Two people were hurt in Ivory Coast on Tuesday in clashes involving opposition-aligned students from the powerful Fesci union, an AFP journalist said, as violence persists with two weeks to go before a contentious presidential election.
Several students said around 50 people armed with clubs and machetes entered the Abidjan University campus in the morning, sparking brawls that spread into nearby streets and were later broken up by police, who deployed tear gas.
Fesci members showed AFP videos they said showed two of the intruders bearing traces of having been in a fight. One was bleeding heavily and had to be carried in a wheelbarrow, several of the videos showed.
Landry Guero, deputy secretary general of the federation, said the two had been "handed over to police".
The violence at the University of Abidjan comes after a person was killed on Monday in Bonoua, 60 kilometres from Ivory Coast's main city, while a total of around 20 have died in election-linked violence since August.
Abidjan students had set several vehicles on fire and political unrest had broken out in several towns.
Things were calmer on Tuesday, but some cars were set aflame in the working-class Yopougon district of Abidjan and demonstrators blocked several roads around the country.
Violence in the lead-up to the presidential vote has stirred raw memories of post-electoral clashes that killed 3 000 in 2010-11, when then-president Laurent Gbagbo refused to accept his defeat to challenger Alassane Ouattara.
"It's true that we're seeing some violence from one direction or another. But it's also a bad stereotype to try and show these few violent incidents as being widespread at the national level," government spokesperson Sidi Tiemoko Toure said Tuesday, accusing the opposition of being behind the clashes.

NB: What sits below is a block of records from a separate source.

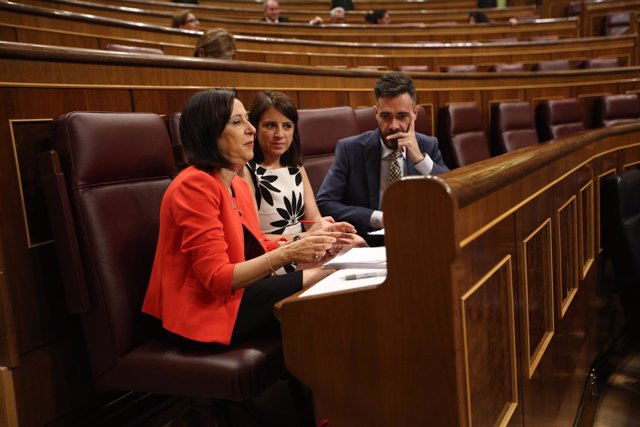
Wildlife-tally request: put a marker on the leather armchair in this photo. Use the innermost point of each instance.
(620, 213)
(103, 185)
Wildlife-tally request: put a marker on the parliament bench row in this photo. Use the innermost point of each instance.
(428, 57)
(420, 14)
(460, 132)
(562, 27)
(175, 41)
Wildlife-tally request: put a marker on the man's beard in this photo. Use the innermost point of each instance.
(390, 143)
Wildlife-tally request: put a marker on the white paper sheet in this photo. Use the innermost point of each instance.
(337, 282)
(360, 258)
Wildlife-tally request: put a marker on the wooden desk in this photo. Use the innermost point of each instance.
(489, 312)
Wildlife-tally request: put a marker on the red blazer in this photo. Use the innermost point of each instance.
(200, 241)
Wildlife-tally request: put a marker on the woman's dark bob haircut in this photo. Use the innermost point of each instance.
(202, 122)
(281, 102)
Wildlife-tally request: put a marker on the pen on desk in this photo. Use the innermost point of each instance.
(356, 276)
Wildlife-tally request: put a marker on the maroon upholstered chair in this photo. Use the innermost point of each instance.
(320, 129)
(599, 63)
(466, 68)
(514, 66)
(172, 121)
(574, 8)
(552, 65)
(557, 118)
(409, 68)
(620, 222)
(134, 49)
(512, 127)
(103, 184)
(616, 23)
(461, 135)
(612, 110)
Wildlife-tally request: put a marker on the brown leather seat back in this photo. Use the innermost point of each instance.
(613, 110)
(552, 65)
(134, 49)
(616, 23)
(513, 127)
(320, 129)
(461, 135)
(514, 66)
(600, 63)
(117, 166)
(366, 119)
(466, 68)
(557, 118)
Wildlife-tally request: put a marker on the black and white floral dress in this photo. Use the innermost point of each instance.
(280, 199)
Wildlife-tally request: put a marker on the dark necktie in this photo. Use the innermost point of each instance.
(394, 169)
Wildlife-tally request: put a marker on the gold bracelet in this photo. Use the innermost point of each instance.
(268, 257)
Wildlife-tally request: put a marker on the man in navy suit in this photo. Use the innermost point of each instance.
(353, 188)
(272, 12)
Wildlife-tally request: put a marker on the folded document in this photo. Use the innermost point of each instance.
(360, 258)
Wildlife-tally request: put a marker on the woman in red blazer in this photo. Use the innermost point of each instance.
(212, 278)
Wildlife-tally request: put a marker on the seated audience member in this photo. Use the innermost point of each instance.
(213, 278)
(345, 4)
(278, 180)
(216, 43)
(487, 3)
(186, 20)
(272, 12)
(378, 16)
(337, 15)
(478, 18)
(366, 164)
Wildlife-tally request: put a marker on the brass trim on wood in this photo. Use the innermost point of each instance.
(586, 248)
(8, 410)
(534, 358)
(30, 243)
(572, 288)
(509, 408)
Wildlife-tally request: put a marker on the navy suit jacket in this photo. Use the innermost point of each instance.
(351, 190)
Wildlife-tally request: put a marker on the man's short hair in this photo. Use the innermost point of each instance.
(394, 84)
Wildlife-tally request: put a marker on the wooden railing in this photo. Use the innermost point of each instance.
(435, 56)
(561, 27)
(232, 10)
(489, 313)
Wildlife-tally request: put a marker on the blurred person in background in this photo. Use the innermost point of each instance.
(216, 43)
(185, 20)
(337, 15)
(378, 16)
(272, 12)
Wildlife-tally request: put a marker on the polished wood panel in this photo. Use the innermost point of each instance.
(541, 186)
(407, 33)
(437, 12)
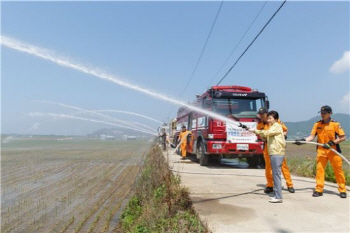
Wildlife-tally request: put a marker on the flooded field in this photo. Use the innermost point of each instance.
(66, 185)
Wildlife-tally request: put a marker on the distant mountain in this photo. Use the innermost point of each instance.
(303, 128)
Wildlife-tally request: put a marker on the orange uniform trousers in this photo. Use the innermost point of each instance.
(336, 161)
(268, 171)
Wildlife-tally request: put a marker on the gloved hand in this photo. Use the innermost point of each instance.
(298, 142)
(251, 130)
(328, 145)
(243, 126)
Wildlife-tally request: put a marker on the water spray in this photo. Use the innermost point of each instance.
(130, 113)
(88, 119)
(100, 114)
(50, 56)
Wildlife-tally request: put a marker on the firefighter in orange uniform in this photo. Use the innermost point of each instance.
(263, 125)
(330, 134)
(183, 137)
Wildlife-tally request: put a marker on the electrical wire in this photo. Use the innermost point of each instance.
(203, 49)
(239, 42)
(251, 43)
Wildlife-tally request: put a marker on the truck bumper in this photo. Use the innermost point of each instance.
(213, 147)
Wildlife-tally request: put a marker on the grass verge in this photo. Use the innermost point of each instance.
(159, 203)
(306, 166)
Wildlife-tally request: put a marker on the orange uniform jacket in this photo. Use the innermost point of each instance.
(326, 132)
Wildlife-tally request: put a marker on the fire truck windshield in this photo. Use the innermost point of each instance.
(239, 108)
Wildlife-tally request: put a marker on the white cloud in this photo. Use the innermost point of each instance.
(346, 99)
(35, 126)
(342, 65)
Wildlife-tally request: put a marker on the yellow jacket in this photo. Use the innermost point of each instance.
(276, 143)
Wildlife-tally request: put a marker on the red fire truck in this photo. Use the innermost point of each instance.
(214, 139)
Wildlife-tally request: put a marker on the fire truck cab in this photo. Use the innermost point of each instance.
(215, 139)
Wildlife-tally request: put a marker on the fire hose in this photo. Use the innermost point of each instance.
(319, 144)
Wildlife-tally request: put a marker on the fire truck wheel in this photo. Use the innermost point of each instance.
(204, 158)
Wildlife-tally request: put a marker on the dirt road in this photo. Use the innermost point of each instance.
(229, 197)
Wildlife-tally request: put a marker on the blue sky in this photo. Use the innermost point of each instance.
(157, 44)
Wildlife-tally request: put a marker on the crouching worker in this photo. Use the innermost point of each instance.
(330, 134)
(183, 140)
(276, 148)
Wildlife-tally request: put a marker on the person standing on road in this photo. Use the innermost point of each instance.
(263, 125)
(276, 148)
(330, 134)
(163, 137)
(183, 140)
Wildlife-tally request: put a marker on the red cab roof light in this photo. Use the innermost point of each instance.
(238, 88)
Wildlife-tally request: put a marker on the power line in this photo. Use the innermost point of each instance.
(239, 42)
(205, 45)
(252, 42)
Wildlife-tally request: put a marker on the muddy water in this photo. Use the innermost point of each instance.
(72, 185)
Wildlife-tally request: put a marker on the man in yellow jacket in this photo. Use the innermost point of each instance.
(330, 134)
(264, 125)
(276, 149)
(183, 140)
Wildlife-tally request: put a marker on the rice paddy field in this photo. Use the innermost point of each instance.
(51, 185)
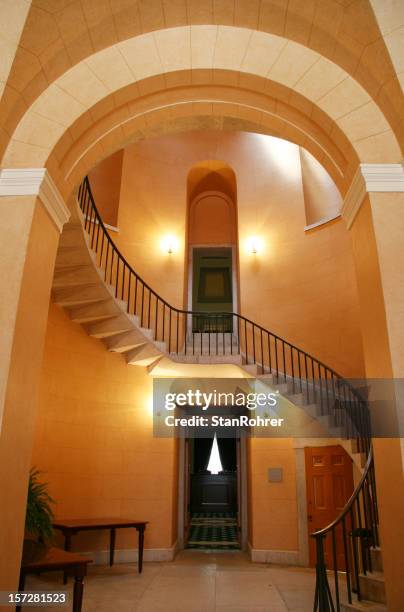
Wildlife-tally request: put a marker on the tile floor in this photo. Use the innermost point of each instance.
(196, 581)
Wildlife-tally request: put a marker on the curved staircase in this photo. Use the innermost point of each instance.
(103, 293)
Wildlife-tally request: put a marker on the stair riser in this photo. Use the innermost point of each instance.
(377, 559)
(371, 589)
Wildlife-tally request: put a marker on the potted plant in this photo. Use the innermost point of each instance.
(38, 518)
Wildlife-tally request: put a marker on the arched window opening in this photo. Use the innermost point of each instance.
(212, 245)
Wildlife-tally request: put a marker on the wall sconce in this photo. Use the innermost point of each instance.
(169, 244)
(254, 245)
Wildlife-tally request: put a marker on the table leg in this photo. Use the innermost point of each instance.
(68, 545)
(141, 543)
(21, 587)
(77, 593)
(112, 546)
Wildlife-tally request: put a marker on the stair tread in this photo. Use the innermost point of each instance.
(375, 575)
(364, 604)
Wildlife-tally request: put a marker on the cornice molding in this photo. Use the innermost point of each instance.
(36, 182)
(371, 178)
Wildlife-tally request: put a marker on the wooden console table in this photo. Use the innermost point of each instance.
(70, 527)
(53, 560)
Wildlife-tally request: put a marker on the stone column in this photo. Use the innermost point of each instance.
(32, 214)
(374, 211)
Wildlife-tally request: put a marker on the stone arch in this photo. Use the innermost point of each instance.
(238, 50)
(59, 36)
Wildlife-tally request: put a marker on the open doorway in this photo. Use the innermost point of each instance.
(213, 493)
(212, 245)
(212, 288)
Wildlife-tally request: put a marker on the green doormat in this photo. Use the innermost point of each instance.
(215, 530)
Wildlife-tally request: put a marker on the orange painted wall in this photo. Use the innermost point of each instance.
(95, 442)
(301, 287)
(105, 181)
(273, 507)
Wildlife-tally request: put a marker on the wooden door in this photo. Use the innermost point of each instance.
(187, 488)
(329, 481)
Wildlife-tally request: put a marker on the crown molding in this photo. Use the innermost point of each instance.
(35, 182)
(371, 178)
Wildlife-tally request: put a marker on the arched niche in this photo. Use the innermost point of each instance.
(212, 239)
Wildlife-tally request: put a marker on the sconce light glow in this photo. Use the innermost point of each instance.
(254, 245)
(169, 244)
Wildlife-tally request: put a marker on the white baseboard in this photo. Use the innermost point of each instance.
(283, 557)
(130, 555)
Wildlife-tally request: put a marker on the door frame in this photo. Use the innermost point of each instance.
(234, 271)
(184, 488)
(234, 278)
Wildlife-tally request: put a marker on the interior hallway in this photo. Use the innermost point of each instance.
(197, 581)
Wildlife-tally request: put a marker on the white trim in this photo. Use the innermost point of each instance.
(383, 177)
(283, 557)
(371, 178)
(36, 182)
(130, 555)
(354, 198)
(322, 221)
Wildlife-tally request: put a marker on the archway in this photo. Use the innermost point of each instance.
(101, 81)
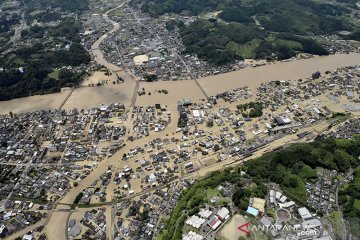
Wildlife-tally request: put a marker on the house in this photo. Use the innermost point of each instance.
(223, 213)
(304, 213)
(252, 211)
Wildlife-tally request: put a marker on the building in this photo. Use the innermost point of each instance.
(259, 204)
(311, 224)
(350, 94)
(282, 120)
(223, 213)
(214, 223)
(252, 211)
(304, 213)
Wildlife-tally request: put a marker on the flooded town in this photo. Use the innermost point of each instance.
(113, 156)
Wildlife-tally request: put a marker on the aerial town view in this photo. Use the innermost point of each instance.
(188, 119)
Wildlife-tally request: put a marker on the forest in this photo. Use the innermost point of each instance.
(290, 168)
(292, 16)
(219, 43)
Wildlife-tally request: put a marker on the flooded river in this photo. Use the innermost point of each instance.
(251, 77)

The regional Economic Community of West African States on Monday urged opposition parties to "seriously reconsider their decision to boycott the election, and their call on their supporters to engage in civil disobedience".
The opposition has allowed doubts to swirl over whether it will boycott the vote, urging supporters to boycott the electoral process and campaigning, while stopping short of withdrawing its three candidacies.
Calls for a boycott came after Ouattara, who has governed for two terms, said he would stand again in defiance of a constitutional limit, saying that a 2016 reform has reset the counter.
Dozens of would-be candidates were barred from running in the election, including Gbagbo and ex-rebel chief Guillaume Soro, both of whom played key roles in the 2010-11 crisis.